Freedoms of speech, press, assembly, and association.

The First Amendment protects an individual's right to free speech and is applicable to the states through the Fourteenth Amendment.

Any statute regulating speech or association must contain narrow and definite standards
- Overbreadth: if statute prohibits not only unprotected but also some protected speech as well
- Vagueness: if reasonable person would have to guess at its meaning
- For permit/licensing regulations, unconstitutional if it leaves unfettered discretion to the decisionmaker by not setting forth narrow and specific grounds for denial or where permit mechanism is not closely tailored to the regulation's objective.

Content-based regulations are those that forbid the communicative impact of the expression.
- Strict scrutiny applies to these restrictions.
- For unprotected categories of speech (e.g. obscenity, defamation, fighting words), the requirement is that the government regulate it in a content-neutral way

Obscenity: Speech that, taken as a whole, by the average person, appeals to prurient interest in sex under a community standard, describes or depicts sexual conduct in a way patently offensive, lacks series Literary, Artistic, Political, or Scientific value under a national reasonable persons tandard.

Misrepresentation and defamation
Advocacy of unlawful conduct: "clear and present danger" test. (1) advocacy is intended to produce or incite imminent illegal action, and (2) the advocacy is likely to produce or incite such action.
Fighting words: likely to cause listener to commit an act of violence. Causing another to be angry alone is insufficient.

Content-neutral regulations are those where the regulation is aimed at someone other than the communicative impact of the expression. Allowable where:
- Serve a significant/important government interest,
- Are narrowly tailored to serve that interest, and
- Leave up alternative channels of communication

Prior restraints: Prevents speech from being heard before it even occurs. Heavy presumptions of invalidity. Valid where the mere existence of the communication is proven to create some special harm to society. Must be narrowly drawn standards and a final determination of the validity of the restraint.
- Collateral bar rule: Cannot violate prior restraint and then defend oneself by asserting that it was unconstitutional.

Commercial Speech: Speech whose primary goal is a commercial transaction is subject to greater regulation, must survive intermediate scrutiny. Commercial speech that is misleading or deceptive is not entitled to any protection at all.
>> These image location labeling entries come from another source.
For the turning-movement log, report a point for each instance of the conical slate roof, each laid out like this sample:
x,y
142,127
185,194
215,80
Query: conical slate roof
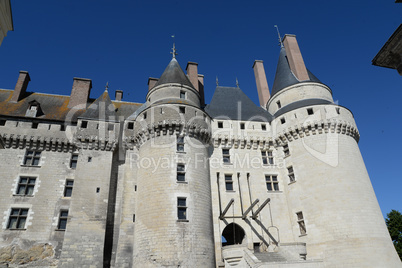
x,y
101,109
232,103
284,76
174,74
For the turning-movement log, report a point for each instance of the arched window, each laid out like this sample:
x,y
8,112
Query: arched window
x,y
233,234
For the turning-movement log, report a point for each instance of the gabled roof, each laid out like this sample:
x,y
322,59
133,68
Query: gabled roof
x,y
174,74
284,76
232,103
101,109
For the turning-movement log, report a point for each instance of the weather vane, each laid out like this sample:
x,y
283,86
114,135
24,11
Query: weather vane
x,y
173,49
279,36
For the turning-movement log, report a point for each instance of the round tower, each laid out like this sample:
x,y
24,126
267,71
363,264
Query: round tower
x,y
173,219
332,205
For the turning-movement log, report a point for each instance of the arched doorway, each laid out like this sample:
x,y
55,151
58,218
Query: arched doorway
x,y
233,234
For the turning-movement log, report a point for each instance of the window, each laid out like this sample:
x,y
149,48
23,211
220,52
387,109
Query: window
x,y
18,217
68,188
267,157
84,124
291,174
286,150
26,186
228,182
181,208
32,158
63,220
180,144
272,182
300,221
226,155
73,161
181,173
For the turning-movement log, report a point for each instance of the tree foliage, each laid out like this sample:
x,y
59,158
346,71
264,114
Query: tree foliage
x,y
394,224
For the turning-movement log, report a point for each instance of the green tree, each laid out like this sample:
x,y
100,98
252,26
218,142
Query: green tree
x,y
394,224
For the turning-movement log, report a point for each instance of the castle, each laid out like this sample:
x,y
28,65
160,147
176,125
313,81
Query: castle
x,y
173,182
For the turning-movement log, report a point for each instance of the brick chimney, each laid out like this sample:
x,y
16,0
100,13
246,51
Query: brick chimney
x,y
192,73
21,86
80,93
295,58
119,95
151,82
261,81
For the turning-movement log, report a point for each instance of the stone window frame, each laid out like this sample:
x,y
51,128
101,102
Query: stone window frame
x,y
19,216
272,182
63,218
32,158
301,223
28,187
68,188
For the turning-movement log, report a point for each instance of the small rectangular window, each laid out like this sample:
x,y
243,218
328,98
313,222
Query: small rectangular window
x,y
272,182
18,217
84,124
63,220
300,221
32,158
291,174
180,144
226,156
181,173
228,182
181,208
68,188
74,161
26,186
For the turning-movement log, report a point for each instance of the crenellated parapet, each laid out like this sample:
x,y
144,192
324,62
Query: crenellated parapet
x,y
167,127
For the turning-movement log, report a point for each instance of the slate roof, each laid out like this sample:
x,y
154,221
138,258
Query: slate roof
x,y
232,103
284,77
174,74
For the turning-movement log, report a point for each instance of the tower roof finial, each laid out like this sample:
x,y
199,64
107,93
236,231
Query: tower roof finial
x,y
173,49
279,36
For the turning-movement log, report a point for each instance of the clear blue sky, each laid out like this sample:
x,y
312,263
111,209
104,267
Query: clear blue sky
x,y
127,41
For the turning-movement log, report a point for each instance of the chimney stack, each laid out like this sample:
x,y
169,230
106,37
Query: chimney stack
x,y
151,82
295,58
192,73
119,95
80,93
261,81
21,86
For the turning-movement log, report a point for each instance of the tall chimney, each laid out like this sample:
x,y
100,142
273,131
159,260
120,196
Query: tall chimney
x,y
295,58
151,82
192,73
201,89
21,86
119,95
80,93
261,81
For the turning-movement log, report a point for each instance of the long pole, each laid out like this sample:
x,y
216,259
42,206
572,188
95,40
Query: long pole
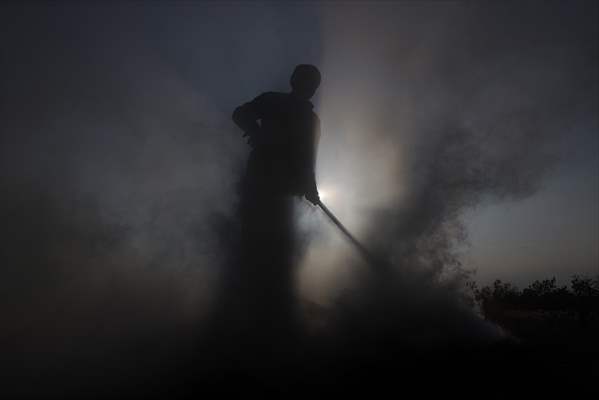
x,y
359,246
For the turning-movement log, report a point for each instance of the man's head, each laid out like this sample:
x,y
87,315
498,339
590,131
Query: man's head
x,y
305,80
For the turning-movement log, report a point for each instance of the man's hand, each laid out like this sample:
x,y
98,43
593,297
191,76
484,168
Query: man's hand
x,y
312,197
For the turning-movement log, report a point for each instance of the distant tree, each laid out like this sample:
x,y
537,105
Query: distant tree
x,y
586,292
584,286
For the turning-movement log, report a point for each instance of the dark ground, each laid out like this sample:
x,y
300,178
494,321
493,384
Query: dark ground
x,y
557,361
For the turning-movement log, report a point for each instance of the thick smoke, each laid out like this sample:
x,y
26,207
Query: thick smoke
x,y
120,164
431,110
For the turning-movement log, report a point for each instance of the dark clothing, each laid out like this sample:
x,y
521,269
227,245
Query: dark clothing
x,y
258,309
284,142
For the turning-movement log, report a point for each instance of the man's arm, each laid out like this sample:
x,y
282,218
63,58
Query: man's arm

Time, place, and manner regulations.
Public speech restrictions in public and designated public forums (forums opened up to the public at large for a specific purpose) must:
(1) must be neutral as to the content of the speech, both on its face and as applied ("content-neutral")
(2) must further a significant government interest not capable of accomplishment by less restrictive means;
(3) be narrowly tailored to server that interest, and
(3) must allow for adequate alternative channels for communicating the information

Public speech restrictions in limited public forums (forums opened up for limited use by certain groups or discussion of certain subjects) and nonpublic forums closed to the public must:
(1) be viewpoint neutral (not subject matter neutral like public/designated)
(2) serve a legitimate government interest, and
(3) be reasonably related to serve that interest.

Freedom of Association: Government can prevent freedom of association if there is a compelling governmental interest that cannot be achieved by less restrictive means (narrowly tailored).
- Government cannot deny privilege or benefit based on mere membership in a group, but may do so if individual has shown intent to further the goals of an org. dedicated to overthrow of the government by force or violence.

Freedom of Press:
If a newspaper lawfully obtains information about a matter of public significance then state officials may not constitutionally punish publication of the information, absent a need to further a state interest of the highest order.